春の一日。
おじさんは自転車に乗って自宅に近い谷戸の風景をたずねました。
国分寺崖線と調布(深大寺、佐須地域)の谷戸
多摩川の河岸段丘が調布市内に2段残っている。
2段目の段丘は、国分寺崖線と呼ばれる。
国分寺駅前の殿ヶ谷戸公園内の湧き水に端を発する野川が、崖線に沿って走っている。
調布の深大寺、佐須地域には、その国分寺崖線から、野川方面に谷戸の地形が形作られている場所がある。
扇央部分は、都立農業高校の農園となっており、湧き水を利用した実習わさび田が残る。
扇端へ向かう切通しの部分は公園、キャンプ場として自然が残り、扇端に至って田畑が広がっている。住宅が迫る中、23区外とはいえ、東京では貴重な風景だ。

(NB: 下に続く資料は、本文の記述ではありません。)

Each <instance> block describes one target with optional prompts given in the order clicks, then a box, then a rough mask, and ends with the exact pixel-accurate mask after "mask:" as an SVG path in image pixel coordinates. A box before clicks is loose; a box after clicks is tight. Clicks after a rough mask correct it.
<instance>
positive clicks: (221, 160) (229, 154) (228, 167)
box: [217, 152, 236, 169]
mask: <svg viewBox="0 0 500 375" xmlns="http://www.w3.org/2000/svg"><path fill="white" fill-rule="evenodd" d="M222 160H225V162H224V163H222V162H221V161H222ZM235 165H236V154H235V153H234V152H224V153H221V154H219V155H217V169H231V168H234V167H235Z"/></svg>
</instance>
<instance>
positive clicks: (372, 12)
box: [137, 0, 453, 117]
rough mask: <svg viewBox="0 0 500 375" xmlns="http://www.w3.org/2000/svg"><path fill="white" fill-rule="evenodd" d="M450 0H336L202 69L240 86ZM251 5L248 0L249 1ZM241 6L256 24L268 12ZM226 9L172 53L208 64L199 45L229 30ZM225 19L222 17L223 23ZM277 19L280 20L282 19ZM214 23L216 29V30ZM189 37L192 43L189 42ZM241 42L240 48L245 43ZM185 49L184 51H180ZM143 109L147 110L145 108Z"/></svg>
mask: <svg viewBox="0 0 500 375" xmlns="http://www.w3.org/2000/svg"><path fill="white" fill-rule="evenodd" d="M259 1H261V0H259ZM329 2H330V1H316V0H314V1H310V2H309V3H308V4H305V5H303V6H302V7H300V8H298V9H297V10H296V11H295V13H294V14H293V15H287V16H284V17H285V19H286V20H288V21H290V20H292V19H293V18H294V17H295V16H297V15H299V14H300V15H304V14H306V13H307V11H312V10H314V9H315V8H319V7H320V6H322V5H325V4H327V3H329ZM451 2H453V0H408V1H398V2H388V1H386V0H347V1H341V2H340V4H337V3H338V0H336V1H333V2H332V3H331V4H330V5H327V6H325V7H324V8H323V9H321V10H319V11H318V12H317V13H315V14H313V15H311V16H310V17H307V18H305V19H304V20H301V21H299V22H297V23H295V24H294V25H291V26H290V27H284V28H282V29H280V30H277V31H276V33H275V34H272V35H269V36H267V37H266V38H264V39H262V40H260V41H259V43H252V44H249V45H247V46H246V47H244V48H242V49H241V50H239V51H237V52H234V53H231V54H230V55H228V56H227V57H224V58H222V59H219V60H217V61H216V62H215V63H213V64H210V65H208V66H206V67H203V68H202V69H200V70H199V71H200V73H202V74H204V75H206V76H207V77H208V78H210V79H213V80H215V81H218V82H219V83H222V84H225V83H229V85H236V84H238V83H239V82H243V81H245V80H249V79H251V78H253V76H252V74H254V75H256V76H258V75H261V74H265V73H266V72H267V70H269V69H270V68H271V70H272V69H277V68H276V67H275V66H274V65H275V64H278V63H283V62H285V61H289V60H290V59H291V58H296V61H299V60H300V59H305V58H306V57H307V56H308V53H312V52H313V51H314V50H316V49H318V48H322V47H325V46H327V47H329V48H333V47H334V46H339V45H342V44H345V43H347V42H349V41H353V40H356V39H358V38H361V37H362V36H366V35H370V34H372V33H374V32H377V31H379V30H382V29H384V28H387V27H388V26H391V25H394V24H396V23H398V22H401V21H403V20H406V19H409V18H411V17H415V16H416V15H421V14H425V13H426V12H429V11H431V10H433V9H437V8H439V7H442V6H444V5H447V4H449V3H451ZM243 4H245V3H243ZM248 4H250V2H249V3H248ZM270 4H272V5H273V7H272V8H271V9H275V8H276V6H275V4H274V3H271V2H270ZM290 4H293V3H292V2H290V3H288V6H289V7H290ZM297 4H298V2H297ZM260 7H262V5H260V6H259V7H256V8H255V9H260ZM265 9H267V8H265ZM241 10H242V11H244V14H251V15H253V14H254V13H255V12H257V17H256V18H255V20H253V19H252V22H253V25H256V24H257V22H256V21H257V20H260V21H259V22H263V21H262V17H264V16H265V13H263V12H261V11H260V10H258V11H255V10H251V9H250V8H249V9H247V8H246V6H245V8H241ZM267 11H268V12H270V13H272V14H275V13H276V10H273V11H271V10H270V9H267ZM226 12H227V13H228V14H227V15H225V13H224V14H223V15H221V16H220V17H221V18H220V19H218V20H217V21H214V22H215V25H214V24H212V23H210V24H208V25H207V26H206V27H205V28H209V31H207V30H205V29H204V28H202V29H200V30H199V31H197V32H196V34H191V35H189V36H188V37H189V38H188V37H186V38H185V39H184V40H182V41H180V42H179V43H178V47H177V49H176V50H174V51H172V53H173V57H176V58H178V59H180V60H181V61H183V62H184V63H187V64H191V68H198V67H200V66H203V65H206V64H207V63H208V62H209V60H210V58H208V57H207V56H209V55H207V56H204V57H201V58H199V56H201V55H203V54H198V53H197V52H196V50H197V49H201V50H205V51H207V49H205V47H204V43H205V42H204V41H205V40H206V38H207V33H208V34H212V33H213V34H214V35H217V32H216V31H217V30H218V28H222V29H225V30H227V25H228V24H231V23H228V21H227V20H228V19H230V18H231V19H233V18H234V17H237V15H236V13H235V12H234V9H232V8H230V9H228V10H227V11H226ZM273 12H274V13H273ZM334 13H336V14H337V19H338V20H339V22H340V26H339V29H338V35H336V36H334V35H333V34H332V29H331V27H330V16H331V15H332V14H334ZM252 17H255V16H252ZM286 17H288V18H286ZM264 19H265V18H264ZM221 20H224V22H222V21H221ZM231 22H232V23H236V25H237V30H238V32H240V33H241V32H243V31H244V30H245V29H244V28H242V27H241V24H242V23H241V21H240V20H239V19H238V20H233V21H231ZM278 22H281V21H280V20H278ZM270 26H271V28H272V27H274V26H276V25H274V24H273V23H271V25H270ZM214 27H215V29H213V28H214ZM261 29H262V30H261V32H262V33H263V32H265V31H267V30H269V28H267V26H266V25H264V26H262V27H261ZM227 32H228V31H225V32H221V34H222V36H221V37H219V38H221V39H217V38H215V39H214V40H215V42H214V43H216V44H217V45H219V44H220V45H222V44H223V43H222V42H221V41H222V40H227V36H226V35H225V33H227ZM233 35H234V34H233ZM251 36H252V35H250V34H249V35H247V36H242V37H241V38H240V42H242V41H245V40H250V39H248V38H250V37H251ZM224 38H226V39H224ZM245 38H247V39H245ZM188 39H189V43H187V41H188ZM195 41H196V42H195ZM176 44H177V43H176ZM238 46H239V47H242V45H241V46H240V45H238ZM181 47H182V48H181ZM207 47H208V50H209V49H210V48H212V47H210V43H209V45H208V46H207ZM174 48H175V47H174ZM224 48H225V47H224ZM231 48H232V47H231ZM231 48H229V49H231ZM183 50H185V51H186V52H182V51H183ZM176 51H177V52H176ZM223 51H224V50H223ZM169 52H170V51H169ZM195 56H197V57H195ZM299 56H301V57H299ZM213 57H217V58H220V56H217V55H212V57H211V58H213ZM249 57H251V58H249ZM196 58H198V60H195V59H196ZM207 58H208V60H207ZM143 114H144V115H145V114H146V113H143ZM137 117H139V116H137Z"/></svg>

おじさんが結婚した30年前から10年ほど、この深大寺、佐須谷戸地域のすぐわきに住んでいた。
谷戸の風景は、30年前から基本的に変わっていない。
初夏になると当時小さかった子供と、田んぼでギンヤンマを追いかけ、用水路に浸かってザリガニ、ドジョウをすくった。
その昔、中央自動車道が、国分寺崖線を斜めに切り裂いて、谷戸の一部を崩壊させる前は、子供が泳げる池ができるほどの湧き水の水量があったらしい。
谷戸の扇端には都立農業高校の農園。
内部は武蔵野の原生林に近い風景が残る。
実習わさび田。
流れ出る湧き水。
崖線の上にも畑が残る。
農家の敷地に残る欅の巨木。
途中の切通しは、公園、キャンプ場として整備されているが普段は人気に乏しい。
ホタル園ではホタルの幼虫を移植してきて6月にホタル観賞会が開かれる。
切通しを下る道は、「引きずり坂」と呼ばれる。
村の娘を蛇が引きずって行ったという伝説が残る。
扇端は、田んぼと畑がまとまって残っている。
用水路の取り入れ口。
清流を好むホトケドジョウが生息する。
地域住民が耕している田んぼがある
谷戸の先端に近い場所にあるこの田んぼは100坪ほど。
近くの農家の所有だが、ここ20年以上、市内の任意団体が、この田んぼを舞台に米作りをしている。
その団体とは、野川で遊ぶ街づくりの会だ。
会長のo氏は現在65歳。
実はおじさんも20年前から数年間、田んぼづくりに参加していた。
農家に耕運機を借り、苗代づくりの指導を受け、近くの農家から「くろつけ」の仕方をまねした。
田植えは子供らを動員し、稲穂が垂れると案山子を作り、稲刈り後はハザをかけ、農家の納屋から年代物の脱穀機を引っ張り出し、モーターを回して脱穀した。
11月23日の勤労感謝の日には、新嘗祭として餅つきした。
おじさんは数年後、やめてしまったが、会と田んぼづくりはo氏を中心に活動を続けている。
調布市の保全計画
野川で遊ぶ街づくりの会が活動する田んぼを含むこの谷戸地域が調布市による環境保全計画の対象となっている。
扇央の部分は農業高校の農園として、切通しの部分は、ホタル園や円、キャンプ場としてすでに保全されているので、主に扇端に向けて広がる農地が保全の対象となっている。
しかも、所有者が相続などで手放すことになった農地を調布市が購入するということになり、すでに1か所、1反歩ほどを購入済みといいうのだから画期的だ。
おじさんは何年ぶりかでo氏に田んぼでばったり会うまでそういった事情を知らなかった。
ただし、購入済みの農地及び今後購入してゆく農地についての、具体的保全方法については、その方策も、保全する主体も未定とのこと。
野川で遊ぶ街づくりの会のような団体が保全主体として、文化としての田んぼの保全に一役買ってゆけるのか?
それとも、よくある農業公園のように、一見、環境保全されているようで実は魂の入っていない「かつて農地、実は空き地」になってしまうのか?
各地に行政と市民が一体となった景観保全活動があるので参考とし、調布独自の観点も維持したスタイルで景観が保全されることを望みたいものだ。
おじさんとしてはかつてご縁があったよしみで、長野の農的生活と調布の田んぼづくりがささやかにコラボでもできたらなと思うのです。